Совершенно ясно, что герой Лермонтова возненавидел Грушницкого, когда тот сменил простую солдатскую шинель на дешевый мундир. Толстая шинель с грубым ворсом Печорину явно нравилась, в этой солдатчине было нечто байроновское или, скорее, панковское. Высший шик. Пока Грушницкий не переоделся в вульгарный «армейский пехотный мундир, сшитый здесь на водах». С какой ненавистью описывает Лермонтов новый вид расфуфыренного Грушницкого: «Эполеты неимоверной величины были загнуты вверх, в виде крылышек амура… черный огромный платок, навернутый на высочайший подгалстушник». При этом Грушницкий еще ругает «проклятого жида» за узкие подмышки и льет себе розовую помаду «полсклянки за галстук». Ну что с таким вульгарным типом сделать? Пристрелить при первой же возможности.
Существует несомненная перекличка денди всех эпох. Скажем, мой район Camden Town, с его модными рынками, ставший «обувной» Меккой для всех денди 90-х годов двадцатого века, за столетие до этого был местом, где создавал свои полотна мистический Уолтер Сикерт.

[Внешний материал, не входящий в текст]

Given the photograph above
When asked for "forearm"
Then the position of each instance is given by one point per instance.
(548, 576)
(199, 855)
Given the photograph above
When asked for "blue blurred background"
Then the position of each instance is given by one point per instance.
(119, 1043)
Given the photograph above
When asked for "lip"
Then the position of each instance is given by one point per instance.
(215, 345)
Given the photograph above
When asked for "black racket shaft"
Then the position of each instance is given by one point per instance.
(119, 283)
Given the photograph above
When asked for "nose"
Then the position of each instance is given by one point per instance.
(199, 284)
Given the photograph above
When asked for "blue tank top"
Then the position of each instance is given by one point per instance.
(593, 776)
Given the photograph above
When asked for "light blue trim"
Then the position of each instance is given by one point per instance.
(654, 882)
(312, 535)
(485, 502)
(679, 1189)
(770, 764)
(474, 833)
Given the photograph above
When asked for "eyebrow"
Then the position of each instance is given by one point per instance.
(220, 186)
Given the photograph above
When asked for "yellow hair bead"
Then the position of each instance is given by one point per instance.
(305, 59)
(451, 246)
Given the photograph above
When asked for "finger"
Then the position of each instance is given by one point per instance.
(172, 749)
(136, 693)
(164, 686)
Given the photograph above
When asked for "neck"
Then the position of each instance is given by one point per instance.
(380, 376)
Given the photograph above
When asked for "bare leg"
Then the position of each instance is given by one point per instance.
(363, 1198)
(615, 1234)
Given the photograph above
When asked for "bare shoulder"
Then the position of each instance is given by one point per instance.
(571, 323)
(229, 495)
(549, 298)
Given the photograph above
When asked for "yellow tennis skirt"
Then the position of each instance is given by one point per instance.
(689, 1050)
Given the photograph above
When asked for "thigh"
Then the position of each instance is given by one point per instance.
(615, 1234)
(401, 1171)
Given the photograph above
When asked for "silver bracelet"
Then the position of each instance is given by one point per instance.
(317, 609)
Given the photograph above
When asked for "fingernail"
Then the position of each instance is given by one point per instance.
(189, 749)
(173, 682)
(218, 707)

Ученик Уайльда и Уистлера, он собирал газетные фотографии убийств в этом районе бедноты и проституции (тут орудовал и Джек Потрошитель) и переводил их на огромные полотна. Он был предтечей, в этом смысле, Энди Уорхола, с его американским вариантом дендизма. Первыми денди свободной, постперестроечной Москвы были, я думаю, два молодых человека, которых я увидел в клубе О.Г.И.: один был одет в телогрейку, другой — в бушлат «афгана», на голове у каждого была заурядная кепка, но — одетая наоборот, козырьком назад, как это делают с бейсбольными козырьками американские подростки. Их предтечами были и Маяковский с его желтой кофтой и американскими виршами, и Юрий Олеша, вообразивший себя французским денди, но в московском «Национале» с английским паем.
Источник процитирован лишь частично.